Yeni Başkan Biden’in de Suriye ile ilgili acil durumun 14 Ekim 2021’den sonra da devam ettiğini iddia etmiştir. ABD Başkanı Biden, “Türkiye hükümetinin Suriye’nin kuzeydoğusuna askeri taarruz düzenleme yönündeki eylemleri, IŞİD’i yenilgiye uğratma çabasına zarar veriyor, sivilleri tehlikeye atıyor ve bunun ötesinde bölgede barış, güvenlik ve istikrarı zedeleme tehdidi barındırıyor ve ABD’nin ulusal güvenliği ve dış politikasına karşı alışılmadık ve olağanüstü bir tehdit oluşturmayı sürdürüyor” ifadelerini kullanmıştır.
ABD resmen ve alenen müttefiki (!) Türkiye’nin milli güvenliğini tehdit eden PYD/PKK terör tehdidini bertaraf etmek için Suriye’nin kuzeyinde attığı adımları kendi milli güvenliğinin sorunu olarak gördüğünü ilan etmiş olmaktadır. Bu durum ABD’nin –daha doğrusu İsrail’in- sınırlarını Suriye’nin kuzeyinden başlattığı anlaşılmaktadır. Bu ABD için değil ama Türkiye için ciddi ve acil bir durum yaratmaktadır.
ABD bir yandan PYD’ye silah ve mühimmat yağdırırken diğer yandan PKK ile yakın ilişki kuran ve Suriye’de sık sık teröristlerle bir araya gelen ABD’nin Orta Doğu ve Kuzey Afrika Koordinatörü Brett McGurk, bölgede terör unsurlarıyla icrai sanatına devam ediyor. Cumhurbaşkanı Erdoğan bu konudaki rahatsızlığını “Malum, Amerikalı McGurk denilen bir adam var. Bu adam terör örgütlerinin adeta sevk ve idaresini yapıyor” diyerek ifade etmişti.
Diğer yandan terörist YPG/PKK’nın üst düzey yöneticilerinden İlham Ahmed Washington’da Beyaz Saray, Dışişleri Bakanlığı ve Pentagon yetkilileri ile görüştükten sonra şu açıklamayı yapmıştır: “IŞİD’i yok etmek için ne gerekiyorsa yapacaklarını ve kuzeydoğu Suriye’de altyapıyı inşa edeceklerini söylediklerini” basına açıkladı. İlham Ahmed ABD’nin IŞİD ile mücadele kapsamında Suriye’de kalacağını da söyledi.
Geçen ay Rusya Dışişleri Bakanı Sergey Lavrov ile de bir araya gelen Ahmed, Kürtlerin Suriye’deki “ana oyuncu” Rusya ile de görüştüğünü ve İran ile de diyaloğa açık olduğunu belirtti.
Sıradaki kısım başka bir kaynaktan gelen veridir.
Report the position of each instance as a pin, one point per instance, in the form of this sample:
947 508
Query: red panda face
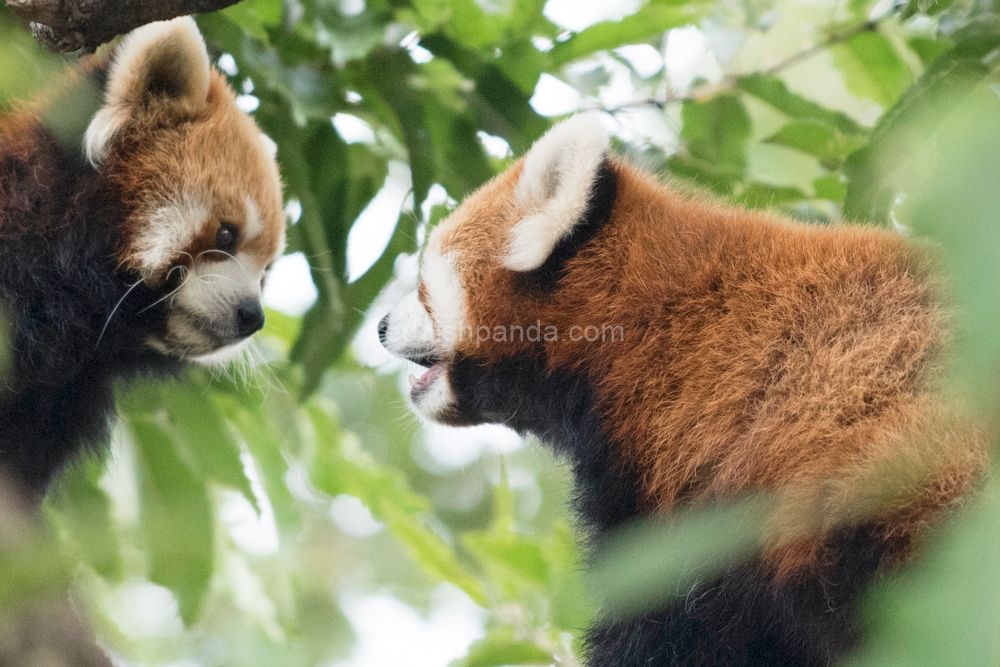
489 272
201 187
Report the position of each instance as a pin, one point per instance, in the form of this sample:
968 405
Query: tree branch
729 81
71 25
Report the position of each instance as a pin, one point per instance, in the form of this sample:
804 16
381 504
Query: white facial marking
445 295
168 229
103 128
270 148
202 322
435 401
410 332
552 192
223 355
215 287
253 224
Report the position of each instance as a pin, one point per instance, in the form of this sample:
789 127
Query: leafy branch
731 81
70 25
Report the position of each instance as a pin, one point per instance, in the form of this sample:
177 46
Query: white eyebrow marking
253 225
169 229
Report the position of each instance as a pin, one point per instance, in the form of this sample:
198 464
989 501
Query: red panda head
489 271
203 216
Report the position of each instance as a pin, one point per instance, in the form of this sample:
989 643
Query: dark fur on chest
59 285
743 617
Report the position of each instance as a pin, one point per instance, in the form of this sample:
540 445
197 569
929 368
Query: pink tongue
429 374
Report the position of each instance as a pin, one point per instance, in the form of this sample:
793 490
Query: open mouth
420 384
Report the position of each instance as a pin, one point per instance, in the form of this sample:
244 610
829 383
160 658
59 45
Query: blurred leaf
915 117
501 648
761 195
873 68
715 135
773 91
82 511
959 207
655 17
821 140
389 72
203 438
500 99
389 501
176 518
942 612
641 566
928 49
830 187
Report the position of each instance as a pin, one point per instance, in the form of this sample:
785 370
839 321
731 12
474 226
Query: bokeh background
291 511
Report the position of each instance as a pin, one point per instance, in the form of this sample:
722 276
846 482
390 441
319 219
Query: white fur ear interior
164 63
552 193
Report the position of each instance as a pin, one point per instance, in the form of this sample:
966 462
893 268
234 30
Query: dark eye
225 238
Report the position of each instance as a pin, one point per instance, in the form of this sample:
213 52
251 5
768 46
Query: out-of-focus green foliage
214 533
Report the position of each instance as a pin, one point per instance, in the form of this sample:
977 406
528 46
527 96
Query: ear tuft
552 193
163 65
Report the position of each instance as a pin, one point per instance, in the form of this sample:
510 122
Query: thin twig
730 80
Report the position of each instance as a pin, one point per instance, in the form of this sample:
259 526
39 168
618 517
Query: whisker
115 310
172 292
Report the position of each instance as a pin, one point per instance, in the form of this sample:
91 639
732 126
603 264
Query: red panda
129 246
679 351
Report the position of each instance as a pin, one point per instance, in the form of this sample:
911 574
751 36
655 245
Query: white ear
162 65
552 193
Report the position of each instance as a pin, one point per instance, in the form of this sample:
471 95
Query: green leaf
955 201
773 91
390 72
500 100
915 117
82 510
715 135
873 68
656 17
830 187
644 565
203 437
500 648
819 139
928 49
761 195
176 518
390 501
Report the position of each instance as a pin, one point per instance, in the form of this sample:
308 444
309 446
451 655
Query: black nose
383 329
249 318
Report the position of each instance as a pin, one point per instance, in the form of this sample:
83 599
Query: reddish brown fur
759 354
218 153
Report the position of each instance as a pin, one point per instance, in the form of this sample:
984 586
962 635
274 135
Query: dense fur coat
684 351
110 239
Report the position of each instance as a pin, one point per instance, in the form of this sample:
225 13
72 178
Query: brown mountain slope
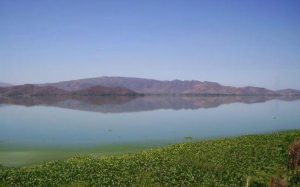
105 91
150 86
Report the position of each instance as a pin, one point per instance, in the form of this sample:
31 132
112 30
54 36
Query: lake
38 129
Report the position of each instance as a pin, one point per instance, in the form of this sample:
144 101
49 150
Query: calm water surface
33 130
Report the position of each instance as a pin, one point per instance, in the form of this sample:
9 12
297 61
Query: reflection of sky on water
46 125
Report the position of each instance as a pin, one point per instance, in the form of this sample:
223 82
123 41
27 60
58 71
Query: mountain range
133 86
3 84
151 86
30 90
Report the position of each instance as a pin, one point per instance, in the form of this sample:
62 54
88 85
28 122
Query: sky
233 42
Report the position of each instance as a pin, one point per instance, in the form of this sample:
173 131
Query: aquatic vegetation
252 159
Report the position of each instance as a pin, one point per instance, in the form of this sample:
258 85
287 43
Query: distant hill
104 91
151 86
34 90
2 84
31 90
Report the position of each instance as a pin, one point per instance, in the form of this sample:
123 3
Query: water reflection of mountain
134 104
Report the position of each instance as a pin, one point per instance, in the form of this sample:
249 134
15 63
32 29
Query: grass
16 156
252 159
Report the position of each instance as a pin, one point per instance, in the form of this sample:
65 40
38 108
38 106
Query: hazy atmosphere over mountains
234 43
133 86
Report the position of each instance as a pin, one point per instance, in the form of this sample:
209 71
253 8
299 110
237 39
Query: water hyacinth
248 160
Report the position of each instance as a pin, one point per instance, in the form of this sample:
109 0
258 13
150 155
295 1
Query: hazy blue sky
234 42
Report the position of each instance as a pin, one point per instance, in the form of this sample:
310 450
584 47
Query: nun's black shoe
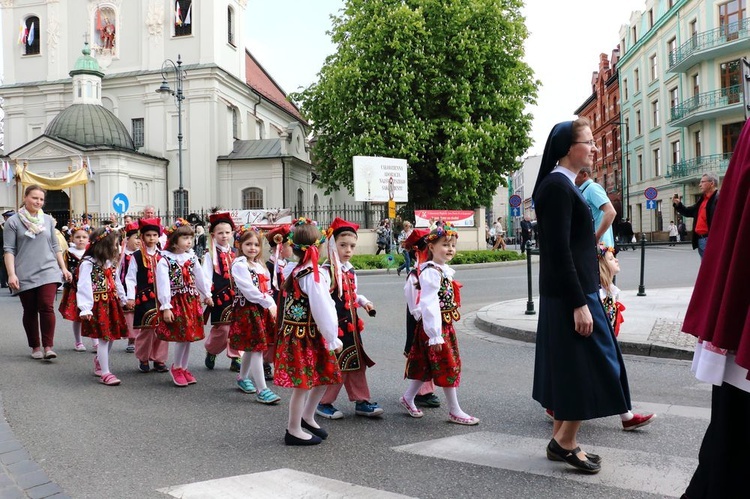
569 456
290 439
318 432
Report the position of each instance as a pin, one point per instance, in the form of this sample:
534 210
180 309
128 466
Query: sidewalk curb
626 347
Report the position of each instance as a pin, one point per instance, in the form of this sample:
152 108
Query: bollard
641 287
530 302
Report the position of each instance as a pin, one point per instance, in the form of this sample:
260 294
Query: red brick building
602 109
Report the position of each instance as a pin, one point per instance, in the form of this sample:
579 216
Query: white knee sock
451 396
245 366
102 355
256 368
77 332
411 391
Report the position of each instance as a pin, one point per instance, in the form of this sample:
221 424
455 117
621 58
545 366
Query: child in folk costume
417 243
281 251
100 297
180 285
434 352
141 291
131 245
79 236
253 314
216 268
353 361
308 337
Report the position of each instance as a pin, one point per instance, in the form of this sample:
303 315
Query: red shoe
638 421
189 377
178 376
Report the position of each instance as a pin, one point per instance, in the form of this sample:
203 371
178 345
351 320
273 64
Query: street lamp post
179 77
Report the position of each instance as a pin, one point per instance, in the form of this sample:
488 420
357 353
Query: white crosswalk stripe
625 469
276 484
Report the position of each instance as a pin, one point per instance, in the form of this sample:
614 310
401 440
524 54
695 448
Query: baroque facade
244 145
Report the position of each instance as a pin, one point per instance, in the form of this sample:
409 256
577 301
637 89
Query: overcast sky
566 37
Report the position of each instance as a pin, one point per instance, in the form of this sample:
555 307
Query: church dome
90 125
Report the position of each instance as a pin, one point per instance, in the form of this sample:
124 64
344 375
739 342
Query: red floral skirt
108 322
443 367
188 320
69 306
302 359
251 329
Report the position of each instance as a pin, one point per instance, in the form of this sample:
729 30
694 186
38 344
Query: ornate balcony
690 170
710 45
707 105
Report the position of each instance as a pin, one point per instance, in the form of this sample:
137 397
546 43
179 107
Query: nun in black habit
578 372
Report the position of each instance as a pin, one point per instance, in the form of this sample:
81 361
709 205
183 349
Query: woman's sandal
554 450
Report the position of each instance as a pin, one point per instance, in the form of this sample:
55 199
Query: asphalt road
129 441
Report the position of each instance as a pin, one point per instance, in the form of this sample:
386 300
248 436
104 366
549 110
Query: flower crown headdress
445 230
108 229
180 222
76 227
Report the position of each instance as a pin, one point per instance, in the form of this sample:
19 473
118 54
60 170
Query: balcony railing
707 101
696 167
710 39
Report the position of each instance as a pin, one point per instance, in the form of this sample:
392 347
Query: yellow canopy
78 177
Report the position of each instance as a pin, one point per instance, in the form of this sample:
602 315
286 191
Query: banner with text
457 218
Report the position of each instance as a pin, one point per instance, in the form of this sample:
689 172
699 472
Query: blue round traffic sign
120 203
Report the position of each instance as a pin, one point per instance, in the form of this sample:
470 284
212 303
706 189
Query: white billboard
379 179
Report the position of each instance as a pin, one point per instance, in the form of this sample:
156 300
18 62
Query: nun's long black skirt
578 378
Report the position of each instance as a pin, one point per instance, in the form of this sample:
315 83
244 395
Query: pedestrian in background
702 211
33 259
180 287
718 316
100 298
434 353
308 338
579 372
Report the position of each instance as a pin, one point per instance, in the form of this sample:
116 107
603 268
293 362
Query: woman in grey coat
35 266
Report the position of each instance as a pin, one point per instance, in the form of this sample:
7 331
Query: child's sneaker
266 396
189 377
427 400
246 385
177 376
368 409
210 361
235 365
328 411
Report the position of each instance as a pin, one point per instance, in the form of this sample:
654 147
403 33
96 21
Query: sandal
110 379
570 456
413 411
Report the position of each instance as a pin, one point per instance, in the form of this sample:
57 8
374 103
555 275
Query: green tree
440 83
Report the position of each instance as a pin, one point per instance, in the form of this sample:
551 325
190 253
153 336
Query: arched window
31 36
183 17
252 198
230 26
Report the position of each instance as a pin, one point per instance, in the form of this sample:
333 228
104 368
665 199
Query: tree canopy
440 83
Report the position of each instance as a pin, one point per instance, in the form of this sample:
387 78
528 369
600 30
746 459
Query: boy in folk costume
281 251
141 297
132 244
352 360
216 267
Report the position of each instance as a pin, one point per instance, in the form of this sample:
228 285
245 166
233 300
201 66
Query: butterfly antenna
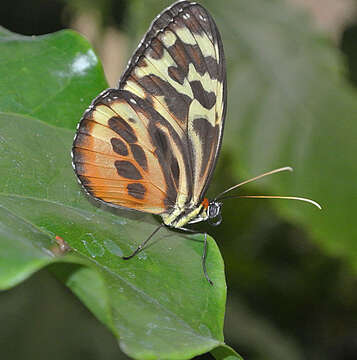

Kürtler Şam yönetimi ile de siyasi bir uzlaşma için görüşmeler yürüttüğünü açıklamıştır.
Türkiye İdlib’de Rusya’yla, Kuzey Suriye’de PYD konusunda ABD ile karşı karşıyadır. ABD, PYD’nin güvenliğini, Rusya ise Şam rejiminin güvenliğini üstlenmiş durumdadır. İran’ın Azerbaycan sınırında kışkırtıcı tavırları da devam ediyor. Türkiye hesabına buna göre yapmalıdır.